Sorted String Tables in HedgeDB¶

SST File Layout¶

Each SST file is structured this way:

┌──────────────────────────────────────┐
│  index blocks                        │  ← array 4 KiB pages, contains sorted key values
├──────────────────────────────────────┤
│  second level index                  │  ← one key per index block page
├──────────────────────────────────────┤
│  filter                              │  ← probabilistic membership filter
├──────────────────────────────────────┤
│  footer                              │  ← offsets, key count, epoch, partition
└──────────────────────────────────────┘

Once flushed, SST files are immutable and can only be deleted after being merged.

Second level Index¶

The second level index is an array of sorted keys. Each index block of the core index is represented from its greatest key, thus there is a 1-to-1 positional mapping between a second level index entry and an index block: a lower_bound() binary search allows to identify the block a record could resides into.

Approximate Probabilistic Membership filters¶

HedgeDB employs Quotient filters. Quotient filters can be more memory expensive than the traditional Bloom filter, for instance, but they have good spatial locality, hence less RAM hops are needed, making it faster at scale.
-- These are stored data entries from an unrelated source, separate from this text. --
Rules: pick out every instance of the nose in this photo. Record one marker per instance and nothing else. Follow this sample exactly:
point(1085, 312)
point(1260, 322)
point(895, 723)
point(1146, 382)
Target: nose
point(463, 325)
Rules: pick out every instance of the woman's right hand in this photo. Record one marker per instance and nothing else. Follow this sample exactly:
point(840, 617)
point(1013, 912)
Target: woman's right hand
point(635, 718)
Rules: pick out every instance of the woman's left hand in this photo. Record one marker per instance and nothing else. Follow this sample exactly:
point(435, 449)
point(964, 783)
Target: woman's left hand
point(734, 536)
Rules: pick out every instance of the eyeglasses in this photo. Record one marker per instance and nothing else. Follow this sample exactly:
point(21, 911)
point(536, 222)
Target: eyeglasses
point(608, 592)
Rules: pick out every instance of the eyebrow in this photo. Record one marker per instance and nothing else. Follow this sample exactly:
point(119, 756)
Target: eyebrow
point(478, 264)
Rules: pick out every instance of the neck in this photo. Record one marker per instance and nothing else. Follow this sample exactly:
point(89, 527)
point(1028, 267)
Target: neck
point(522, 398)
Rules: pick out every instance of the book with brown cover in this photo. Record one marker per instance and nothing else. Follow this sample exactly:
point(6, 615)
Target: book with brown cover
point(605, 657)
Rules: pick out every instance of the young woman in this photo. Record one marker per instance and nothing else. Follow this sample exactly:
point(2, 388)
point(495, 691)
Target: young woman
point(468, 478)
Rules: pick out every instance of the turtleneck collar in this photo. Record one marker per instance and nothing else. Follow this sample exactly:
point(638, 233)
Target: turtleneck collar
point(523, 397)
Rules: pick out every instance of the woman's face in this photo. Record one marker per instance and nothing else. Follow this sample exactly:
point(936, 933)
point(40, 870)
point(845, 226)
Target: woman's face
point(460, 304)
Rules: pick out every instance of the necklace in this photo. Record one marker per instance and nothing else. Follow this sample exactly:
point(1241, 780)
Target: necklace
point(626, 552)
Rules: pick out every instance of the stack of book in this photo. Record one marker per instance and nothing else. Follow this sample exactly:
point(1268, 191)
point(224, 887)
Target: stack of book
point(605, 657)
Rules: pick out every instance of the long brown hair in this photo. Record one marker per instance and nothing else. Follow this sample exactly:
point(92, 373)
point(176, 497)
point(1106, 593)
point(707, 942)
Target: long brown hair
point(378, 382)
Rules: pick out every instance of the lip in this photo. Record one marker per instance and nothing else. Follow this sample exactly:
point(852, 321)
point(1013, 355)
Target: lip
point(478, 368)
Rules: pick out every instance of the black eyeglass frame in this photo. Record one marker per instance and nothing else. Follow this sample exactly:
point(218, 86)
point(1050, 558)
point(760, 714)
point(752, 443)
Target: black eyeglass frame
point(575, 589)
The filter is also pinned in memory.

Point lookup algorithm¶

The SST Lookup flow is pretty straightforward:

Probe filter
   - If false return KEY_NOT_FOUND
Binary search the second level index
Identify the index block page
Fetch page from disk
Linear scan looking for the key.

In order to guarantee a single page load (1-random IO Operation) on point lookup, the invariances are mantained:

The second level index is always pinned in primary memory.
Key uniqueness: Within a single SST, a key is unique.

Without the latter, it cannot be guaranteed that a second-level-index entry maps to a single index block. Key Uniqueness has also implications on the MVCC implementation strategy.

Index Block layout¶

HedgeDB uses 4 KB index-blocks, and the block format implements prefix compression with restart points.

Within a block, key-values are sorted by lexicographic key order (memcmp equivalent). A restart group is a subset of key-values where the first key is serialized with no compression; for each following key, the encoder stores how many bytes of the prefix are shared (if any) with the previous key.

For example, consider this group of 4 keys:

#0 "0ffa-1524"
#1 "0ffa-3134"
#2 "0ffa-3111"
#3 "0fff-1010"

It gets compressed to

#0 - "0ffa-1524" -> "0ffa-1524" <- restart group leader
#1 - "0ffa-3134" -> "3134" <- shares "0ffa-" prefix of length 5 with key #0
#2 - "0ffa-3111" -> "11" <- shares "0ffa-31" prefix of length 7 with key #1
#3 - "0fff-1010" -> "a-1010" <- shares "0ff" prefix of length 2 with key #2

This is particularly convenient with the common practice of 24-byte keys formed by concatenating a partition key (a 16-byte UUID or hash) and an 8-byte clustering key: the partition key forms a repeated pattern that compresses well under this scheme.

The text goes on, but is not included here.